When you talk like that, you sound like somebody who's full of himself or who's trying to hide the truth in a mountain of syllables - both are stereotypes we do NOT need to be reinforcing with jurors. You don't sound like a regular person the jury can relate to and identify with. So, when the defense attorney starts beating up on you the jury just sees two courtroom professionals - neither of which they can identify with (which means they can't empathize with) - going at each other in some highfalutin' word game that has little to do with them - or justice.

When asked what behaviors increase a witness' credibility in court, jurors responded that "uses understandable language" is one of the most important. . . . That's why we call it "straight talk." This is the critical reason to quit talking funny in court - it hurts your credibility. Credibility is the degree to which the jury believes you - and that's the one confrontation you must win in court.

[Read Cops Talk Funny]

Consternated that the ECT people have taken a year and a half to talk about the place of Mary in the church, David at Biblical Christianity offers up his succinct statement:

Mary, the mother of Jesus, is a pivotal yet relatively minor figure in the New Testament, of no more ongoing direct personal impact on the lives of Christians than any other exemplary (yet flawed) redeemed sinner depicted in the Bible.

[Read Biblical Christianity Statement on Mary]

'Nuff said.

John Updike, possibly one of the finest literary authors of the 20th century that I've never bothered to read, died this week. Ben at Faith and Theology wrote about Updike's theological influences:

I was very sad to hear that one of my favourite contemporary novelists, John Updike, has died. Updike was deeply influenced by Kierkegaard and Karl Barth; he is the most theological novelist you'll ever come across. In an early essay, he remarks that, at one time, Barth's theology was the only thing supporting his life; he used to keep Barth's Romans commentary beside his bed, to read a few pages at a time. Much of his fiction could be read as an extended reflection on Barth’s dictum: "here is no way from us to God . . . The god who stood at the end of some human way would not be God."

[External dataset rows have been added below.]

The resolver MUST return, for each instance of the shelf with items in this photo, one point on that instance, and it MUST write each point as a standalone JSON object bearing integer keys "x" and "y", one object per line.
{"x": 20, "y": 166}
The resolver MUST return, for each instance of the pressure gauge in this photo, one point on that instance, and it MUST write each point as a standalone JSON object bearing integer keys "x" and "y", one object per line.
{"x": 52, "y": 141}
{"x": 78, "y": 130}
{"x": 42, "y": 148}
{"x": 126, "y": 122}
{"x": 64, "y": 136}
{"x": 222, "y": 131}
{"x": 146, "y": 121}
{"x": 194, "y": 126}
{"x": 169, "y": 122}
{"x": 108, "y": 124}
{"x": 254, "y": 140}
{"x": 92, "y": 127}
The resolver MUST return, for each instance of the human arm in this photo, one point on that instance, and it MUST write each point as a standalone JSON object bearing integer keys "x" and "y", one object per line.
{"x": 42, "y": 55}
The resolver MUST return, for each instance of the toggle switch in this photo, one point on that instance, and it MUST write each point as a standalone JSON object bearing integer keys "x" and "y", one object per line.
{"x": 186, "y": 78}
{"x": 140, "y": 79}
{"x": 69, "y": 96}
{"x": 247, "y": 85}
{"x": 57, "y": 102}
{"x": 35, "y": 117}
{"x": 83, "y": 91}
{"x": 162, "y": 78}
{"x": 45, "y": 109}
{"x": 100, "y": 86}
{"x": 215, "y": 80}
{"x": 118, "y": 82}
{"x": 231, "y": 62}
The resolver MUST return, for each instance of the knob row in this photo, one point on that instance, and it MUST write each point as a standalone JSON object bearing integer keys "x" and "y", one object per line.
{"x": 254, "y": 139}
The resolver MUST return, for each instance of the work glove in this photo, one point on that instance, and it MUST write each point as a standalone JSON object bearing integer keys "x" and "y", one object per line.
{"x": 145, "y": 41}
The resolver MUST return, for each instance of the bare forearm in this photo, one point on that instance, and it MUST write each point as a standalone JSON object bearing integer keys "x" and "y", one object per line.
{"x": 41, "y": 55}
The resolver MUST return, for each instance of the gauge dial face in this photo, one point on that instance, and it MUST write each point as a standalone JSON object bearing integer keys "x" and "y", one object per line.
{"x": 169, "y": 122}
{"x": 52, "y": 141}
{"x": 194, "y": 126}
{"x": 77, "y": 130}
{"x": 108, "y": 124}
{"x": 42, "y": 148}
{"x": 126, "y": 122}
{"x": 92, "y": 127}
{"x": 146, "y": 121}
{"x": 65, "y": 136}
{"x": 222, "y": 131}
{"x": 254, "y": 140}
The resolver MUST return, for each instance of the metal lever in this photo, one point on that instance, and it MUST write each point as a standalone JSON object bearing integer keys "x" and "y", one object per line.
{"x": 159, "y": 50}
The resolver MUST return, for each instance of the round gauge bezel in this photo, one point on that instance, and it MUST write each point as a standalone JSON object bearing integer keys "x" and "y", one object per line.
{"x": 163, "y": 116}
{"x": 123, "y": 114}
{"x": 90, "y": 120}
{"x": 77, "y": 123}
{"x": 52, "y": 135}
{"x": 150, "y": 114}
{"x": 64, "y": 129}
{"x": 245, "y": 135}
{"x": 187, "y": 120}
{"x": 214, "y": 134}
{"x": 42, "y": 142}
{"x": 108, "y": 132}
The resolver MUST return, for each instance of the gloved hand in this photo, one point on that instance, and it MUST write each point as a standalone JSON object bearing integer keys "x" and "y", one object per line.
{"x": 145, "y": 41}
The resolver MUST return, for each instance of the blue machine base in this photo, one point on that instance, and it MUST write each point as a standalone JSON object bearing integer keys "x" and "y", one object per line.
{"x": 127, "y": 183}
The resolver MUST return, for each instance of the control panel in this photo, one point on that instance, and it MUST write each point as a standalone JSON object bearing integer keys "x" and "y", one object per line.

[Read John Updike, 1932-2009: a glance at his theology]

Russell Moore, on the other hand, wasn't quite as impressed:

I've read all Updike's novels but the last one (a sequel to his Witches of Eastwick) and I always finish them with something of the same kind of sick fascination that the boy David would have seen the pigeons torn apart by gunfire. There's something beautiful there, a spark of divine creativity, but something sad and pitiable as well. Updike, it seems to me, had a love/hate relationship with Jesus Christ.

Few novelists could illustrate the suffocation of upwardly mobile but spiritually rootless middle class America with more vivid imagery than Updike, especially in his series of four books on the life of Harry "Rabbit" Angstrom. Those books also lay out the problem of sin, guilt, and judgment better than many gospel tracts, except without the solution at the end.

[Read John Updike is Dead]

Justin Taylor linked to Updike's rules for reviewing books. Good stuff - pity the commentds devolve into an argument about gender-neutral pronouns. Talk about missing the forest for the trees.

Finally, the Daily Bulletin announced a public lecture by free software guru Richard Stallman on campus yesterday, under the auspices of the Computer Science Club. In the Bulletin blurb is this sentence:

The free software movement developed the GNU operating system, a free Unix-like system often erroneously referred to as Linux.

Heh. Looks like RMS writes his own PR copy. Unlike the Free Software Foundation whose GNU/Hurd has been in development for nearly 20 years and still isn't ready for prime time, Linus Torvalds actually succeeded in creating a free UNIX-like operating system that people actually use. Stallman wants to take credit for Torvald's Linux kernel (produced independently of the FSF) because although it's the one thing he never managed to release, it's also the heart and soul of the whole system. I love Emacs and have been using it for years, Richard, but geez . . . someone beat you to it, you bitter old hippie, so quit whining.